We remember Karen Knop as a colleague and friend to many, and mentor to countless more. She spread joy and ideas wherever she went.
Max Planck Fellow Group
The State of/in International Relations-New Foreign Relations Law between Public International Law and Conflict of Laws
Foreign relations law (FRL) can broadly be described as that part of the law that regulates a state’s conduct vis-à-vis other states and international organizations. FRL includes, for example, the constitutional requirements of ratifying international treaties, the role of international law within the domestic order, the competences given to diplomats to engage in negotiations, and so on. This area of the law is typically understood as domestic public law: in Germany it is called ‘Staatsrecht III’, and in North America it is frequently taught and researched by constitutional lawyers. In a recent prize-winning Oxford Handbook of Comparative Foreign Relations Law (Bradley, ed., 2019), to which both Prof. Karen Knop and Prof. Anne Peters contributed, the focus is primarily on domestic public law; this is also the primary focus in The Double-Facing Constitution (Bomhoff, Dyzenhaus & Poole, eds, 2020), to which Prof. Karen Knop contributed, as well as in other current volumes.

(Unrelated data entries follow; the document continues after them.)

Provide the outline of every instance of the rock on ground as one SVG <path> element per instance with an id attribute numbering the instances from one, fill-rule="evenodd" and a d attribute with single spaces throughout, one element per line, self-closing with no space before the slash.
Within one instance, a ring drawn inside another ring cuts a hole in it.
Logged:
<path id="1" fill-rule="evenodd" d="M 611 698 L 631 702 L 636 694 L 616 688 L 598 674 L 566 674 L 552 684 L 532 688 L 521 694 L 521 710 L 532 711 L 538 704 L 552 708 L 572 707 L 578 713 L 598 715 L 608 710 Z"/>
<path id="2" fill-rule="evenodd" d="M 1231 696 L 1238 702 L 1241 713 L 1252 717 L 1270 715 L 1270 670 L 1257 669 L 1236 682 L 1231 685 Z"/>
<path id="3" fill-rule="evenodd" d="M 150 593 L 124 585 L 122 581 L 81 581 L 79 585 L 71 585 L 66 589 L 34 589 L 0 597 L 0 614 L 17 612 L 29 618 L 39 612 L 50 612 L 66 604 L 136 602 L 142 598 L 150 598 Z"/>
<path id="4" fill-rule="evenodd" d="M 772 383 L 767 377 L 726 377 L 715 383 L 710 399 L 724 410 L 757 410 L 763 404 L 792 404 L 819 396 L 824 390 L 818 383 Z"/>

This traditional understanding of FRL as tied neatly to a state and its constitution has, in recent years, become increasingly questionable. First, at least in the United States, it has led to a marginalization of international law at the expense of domestic law—international law is often discussed and treated as though it were federal common law. Second, the focus underappreciates the changing role of the sovereign state under conditions of globalisation, which no longer complies with the neat container theory that was familiar throughout much of the twentieth century. Third, by now, much foreign relations law happens on account not of the state but of regional sub-units—cities, Länder—semi-autonomous institutions—central banks, antitrust regulators—or, indeed, NGOs. The field has to catch up with these developments; it can only account for them if it is both expanded beyond constitutional law and deepened in its theoretical and interdisciplinary foundations.
The project aims to expand FRL in two directions. First, the project will reestablish— analytically, critically and historically—the close relation of FRL with public international law (PIL). Most PIL is produced by FRL and stands in a relation of mutual dialogue with FRL. (Indeed, the US Restatement of Foreign Relations Law in its previous edition served in large parts as a Restatement of PIL, as seen from the perspective of the US).
Second, the project will enquire into the nearly ignored potential relations with Private International Law (PrIL) as a technique that interlinks legal orders like those of domestic and international law. Some parts of FRL, having to do with territorial limitations of domestic law, or comity granted to institutions of foreign countries, are so closely linked to private international law that they can often be fruitfully reconstructed in its terms. At the same time, private international law can benefit from a link with FRL.
The project aims to deepen FRL through a historical-comparative and theoretical perspective. This enhanced understanding enables a focus on under-researched issues.
The Max Planck Law Fellow Group is headed by Professor Karen Knop and brings together researchers from and under the direction of Professors Ralph Michaels and Anne Peters.